COCOA
September cocoa recovered overnight following Monday’s selloff. The market has recently received some positive demand news, but it has been unable to find its footing. The mid-June lows would appear to be in bargain territory given the bullish supply outlook, which suggests prices are closing in on a near-term low. September cocoa fell to its lowest level in a week on Monday as a pullback in US and European equity markets raised concerns that it would hurt demand, but news that Beijing is relaxing some of its COVID restrictions offers a ray of hope for Asian demand in the third quarter. Transportation bottlenecks in Ivory Coast may be starting to ease, which suggests more beans will be arriving at ports.
COFFEE
September coffee was a bit higher overnight but was confined to yesterday’s range. The market continues to be pressured by near-term demand concerns, but there have also been some bearish supply forecasts that have weighed on prices recently.
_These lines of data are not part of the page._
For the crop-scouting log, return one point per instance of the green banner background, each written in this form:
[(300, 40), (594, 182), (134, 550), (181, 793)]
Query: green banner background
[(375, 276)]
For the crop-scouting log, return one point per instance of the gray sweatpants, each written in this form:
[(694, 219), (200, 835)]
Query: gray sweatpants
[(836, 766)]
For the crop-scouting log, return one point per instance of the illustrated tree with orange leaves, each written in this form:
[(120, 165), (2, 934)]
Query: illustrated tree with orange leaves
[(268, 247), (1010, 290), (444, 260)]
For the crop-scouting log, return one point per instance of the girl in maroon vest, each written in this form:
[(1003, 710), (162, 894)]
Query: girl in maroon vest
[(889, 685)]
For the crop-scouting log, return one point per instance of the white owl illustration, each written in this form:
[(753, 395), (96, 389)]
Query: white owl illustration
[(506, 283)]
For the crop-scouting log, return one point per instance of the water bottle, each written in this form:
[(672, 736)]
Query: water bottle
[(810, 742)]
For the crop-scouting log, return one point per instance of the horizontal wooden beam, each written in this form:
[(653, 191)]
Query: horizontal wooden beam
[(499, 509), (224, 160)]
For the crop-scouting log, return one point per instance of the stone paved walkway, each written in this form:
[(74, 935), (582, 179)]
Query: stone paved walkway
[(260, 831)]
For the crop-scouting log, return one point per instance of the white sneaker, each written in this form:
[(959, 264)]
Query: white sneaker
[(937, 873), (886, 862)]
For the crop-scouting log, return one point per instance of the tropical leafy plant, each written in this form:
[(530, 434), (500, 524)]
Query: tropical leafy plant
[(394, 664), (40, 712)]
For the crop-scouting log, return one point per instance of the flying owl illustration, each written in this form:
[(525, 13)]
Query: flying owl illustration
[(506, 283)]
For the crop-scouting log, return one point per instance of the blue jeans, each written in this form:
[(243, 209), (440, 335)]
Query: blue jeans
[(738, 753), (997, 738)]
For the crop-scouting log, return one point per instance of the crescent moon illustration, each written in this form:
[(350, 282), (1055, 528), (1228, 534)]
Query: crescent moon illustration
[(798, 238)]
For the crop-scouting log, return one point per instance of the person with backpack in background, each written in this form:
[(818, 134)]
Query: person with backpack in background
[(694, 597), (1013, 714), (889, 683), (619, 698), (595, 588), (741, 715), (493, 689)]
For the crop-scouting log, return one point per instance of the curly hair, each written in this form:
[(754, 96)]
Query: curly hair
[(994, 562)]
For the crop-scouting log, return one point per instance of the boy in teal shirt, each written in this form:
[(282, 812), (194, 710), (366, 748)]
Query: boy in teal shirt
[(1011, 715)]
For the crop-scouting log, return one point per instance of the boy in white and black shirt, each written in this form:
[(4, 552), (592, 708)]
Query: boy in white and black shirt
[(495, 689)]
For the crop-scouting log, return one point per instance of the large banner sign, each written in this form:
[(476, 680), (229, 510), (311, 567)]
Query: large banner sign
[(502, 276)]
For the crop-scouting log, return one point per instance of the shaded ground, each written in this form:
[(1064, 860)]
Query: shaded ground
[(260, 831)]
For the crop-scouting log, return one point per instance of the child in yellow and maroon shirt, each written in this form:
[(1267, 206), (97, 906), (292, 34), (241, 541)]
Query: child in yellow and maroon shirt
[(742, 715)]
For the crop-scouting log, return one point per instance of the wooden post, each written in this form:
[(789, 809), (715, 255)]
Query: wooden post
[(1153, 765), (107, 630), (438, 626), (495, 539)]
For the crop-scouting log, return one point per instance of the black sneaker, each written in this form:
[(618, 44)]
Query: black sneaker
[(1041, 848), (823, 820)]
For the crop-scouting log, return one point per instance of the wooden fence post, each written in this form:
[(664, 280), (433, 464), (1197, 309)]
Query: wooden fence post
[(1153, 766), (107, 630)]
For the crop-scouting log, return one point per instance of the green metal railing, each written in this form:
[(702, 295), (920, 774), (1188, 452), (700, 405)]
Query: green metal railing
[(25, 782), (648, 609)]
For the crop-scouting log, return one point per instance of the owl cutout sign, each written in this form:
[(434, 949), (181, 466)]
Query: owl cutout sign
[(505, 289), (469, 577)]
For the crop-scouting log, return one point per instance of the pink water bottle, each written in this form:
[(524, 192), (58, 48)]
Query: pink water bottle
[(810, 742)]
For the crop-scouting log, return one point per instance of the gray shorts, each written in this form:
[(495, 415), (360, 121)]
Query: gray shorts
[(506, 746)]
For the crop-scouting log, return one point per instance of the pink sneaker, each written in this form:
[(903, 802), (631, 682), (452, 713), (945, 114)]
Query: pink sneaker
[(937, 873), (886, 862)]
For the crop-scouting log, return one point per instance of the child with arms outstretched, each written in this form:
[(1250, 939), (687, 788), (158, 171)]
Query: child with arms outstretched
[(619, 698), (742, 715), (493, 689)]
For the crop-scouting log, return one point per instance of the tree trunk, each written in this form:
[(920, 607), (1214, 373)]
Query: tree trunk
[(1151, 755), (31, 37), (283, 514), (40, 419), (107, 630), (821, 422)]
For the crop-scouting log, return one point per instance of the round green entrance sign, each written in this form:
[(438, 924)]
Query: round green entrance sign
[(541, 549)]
So far, the market has been able to hold its ground above the mid-June lows, and that could be an indication that the market is approaching a near-term low. Many of the world’s developed economies are seeing their highest inflation in decades, and that has dampened the outlook for coffee consumption at restaurants and retail shops.
COTTON
The cotton market reacted to yesterday afternoon’s bullish Crop Progress report with an outside reversal day higher overnight. The report showed US cotton conditions declining for a second straight week, with declines in most of the producing states. Traders continued to worry about demand, citing the US ban on imports of goods from China’s Xinjiang region and the possibility that this will cause China to cut its imports of US cotton. (China is the number-one US customer so far for the 2021/22 marketing year.) Texas growing regions have received some rains recently, but the US Drought Monitor last week showed little or no improvement, and the Crop Progress reports indicate the crop has gotten worse.
SUGAR
Sugar traded higher overnight as higher crude oil prices lent support. On Monday, sugar fell to its lowest level since March 3 after Brazil’s Sao Paolo state cut its gasoline tax by 7% and kept the ethanol tax unchanged. This reduces ethanol’s price advantage over gasoline and could diminish ethanol demand and encourage Brazilian mills to produce more sugar instead. However, the sugar market has shown signs that it is closing in on a low, and a rally in crude oil could spark a recovery move. A rebound in the Brazilian currency and stronger crude prices have already lent some support this week, as that combination could encourage the mills to focus more on ethanol.